Question for the Fed: What went wrong with bank oversight?
WASHINGTON — Jerome Powell is likely to face more than the typical questions today about the Federal Reserve’s latest interest rate decision. The central bank chair, who meets the media after the conclusion of the Fed’s latest meeting, will almost certainly be grilled about how and why his institution failed to stop problems at Silicon Valley Bank before it was too late.
The collapse of Silicon Valley Bank, the largest bank failure since 2008, has prompted intense scrutiny of the Fed’s oversight as many wonder why the bank’s vulnerabilities were not promptly fixed.
Many of the bank’s weaknesses seem, in hindsight, as if they should have been obvious to its regulators at the Fed. An outsize share of its deposits were over the $250,000 insurance limit, making depositors more likely to flee at the first sign of trouble and leaving the bank susceptible to runs.
The bank had also grown rapidly, and its depositors were heavily concentrated in the volatile technology industry. It held a lot of long-term bonds, which lose market value when the Fed raises interest rates, as it has over the past year. Still, the bank had done little to protect itself against an increase in borrowing costs.
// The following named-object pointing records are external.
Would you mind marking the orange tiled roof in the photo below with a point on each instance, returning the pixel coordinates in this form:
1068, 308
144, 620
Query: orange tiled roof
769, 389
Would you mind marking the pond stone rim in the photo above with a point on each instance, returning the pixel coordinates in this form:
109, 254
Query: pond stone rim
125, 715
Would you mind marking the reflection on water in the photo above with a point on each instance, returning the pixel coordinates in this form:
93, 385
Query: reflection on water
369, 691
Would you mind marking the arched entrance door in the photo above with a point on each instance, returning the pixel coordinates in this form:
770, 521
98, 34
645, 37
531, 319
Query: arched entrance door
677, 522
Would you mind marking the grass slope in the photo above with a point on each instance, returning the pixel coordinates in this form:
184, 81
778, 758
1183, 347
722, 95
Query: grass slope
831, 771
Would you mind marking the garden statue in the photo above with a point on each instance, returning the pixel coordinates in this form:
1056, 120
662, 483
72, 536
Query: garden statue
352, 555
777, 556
Governors at the Fed Board in Washington allowed the bank to merge with a small bank in June 2021, after the first warning signs had surfaced and just months before Fed supervisors in San Francisco began to issue a volley of warnings about the company’s poor risk management. In 2022, the Fed repeatedly flagged problems to executives and barred the firm from growing through acquisition.
But the Fed did not react decisively enough to prevent the bank’s problems from leading to its demise, a failure that has sent destabilizing jitters through the rest of the American financial system.
Powell is likely to face several questions: What went wrong? Did examiners at the Federal Reserve Bank of San Francisco fail to flag risks aggressively enough? Did the Fed’s board fail to follow up on noted weaknesses? Or was the lapse indicative of a broader problem — that is, did existing rules and oversight make it difficult to quickly address important flaws?
The Fed has already announced a review of the bank’s
collapse, with the inquiry set to conclude by May 1.
“The events surrounding Silicon Valley Bank demand a thorough, transparent and swift review by the Federal Reserve,” Powell said in a statement last week.
Congress is also planning to dig into what went awry, with committees in both the Senate and House planning hearings next week on the recent bank collapses.
Investors and experts in financial regulation have been racing to figure out what went wrong even before the conclusion of those inquiries. Silicon Valley Bank had a business model that made it unusually vulnerable to a wave of rapid withdrawals. Even so, if its demise is evidence of a blind spot in how banks are overseen, then weaknesses could be more broadly spread throughout the banking system.
“The SVB failure has not only gotten people asking the question, ‘Gee, are other banks in similar enough circumstances that they could be in danger?’ ” said Daniel Tarullo, a former Fed governor who oversaw post-2008 regulation and who is now a professor at Harvard. “It’s also been a wake-up call to look at banks generally.”
Politicians have already begun assigning blame. Some Democrats have blasted regulatory rollbacks passed in 2018, and put into effect by the Fed in 2019, for weakening the system, and they have pointed a finger at Powell for failing to stop them.
At the same time, a few Republicans have tried to lay the blame firmly with the San Francisco Fed, arguing that the blowup shouldn’t necessarily lead to more onerous regulation.
“There’s a lot, obviously, that we don’t know yet,” said Lev Menand, who studies money and banking at Columbia Law School.
Different regulators oversee different banks, but the Federal Reserve has jurisdiction over large bank holding companies, state member banks, foreign banks operating in the United States and some regional banks.
Fed supervisors began to flag Silicon Valley Bank’s problems in earnest in the fall of 2021, after the bank had grown and faced a more extensive review. That process resulted in six citations, often called “matters requiring attention,” which are meant to spur executives to act. Additional deficiencies were identified in early 2023, shortly before the failure.
A critical question, said Menand, is “were the supervisors content to spot problems and wait for them to be remediated?”
But he noted that when it came to “bringing out the big guns” — backing up stern warnings with legal enforcement — supervisors must, in many ways, rely on the Fed Board in Washington. If bank leadership thought the Board was unlikely to react to their deficiencies, it might have made them less keen to fix the problems.
In the wake of Silicon Valley Bank’s collapse, how bank oversight is performed at the Fed could be in for some changes.
Michael Barr, whom President Joe Biden appointed as the Fed’s vice chair for supervision, was carrying out a “holistic review” of bank oversight even before the failures. Either that or the review of what happened at SVB is now more likely to end in tighter controls, particularly at large regional banks.
“The events surrounding Silicon Valley Bank demand a thorough, transparent and swift review by the Federal Reserve.”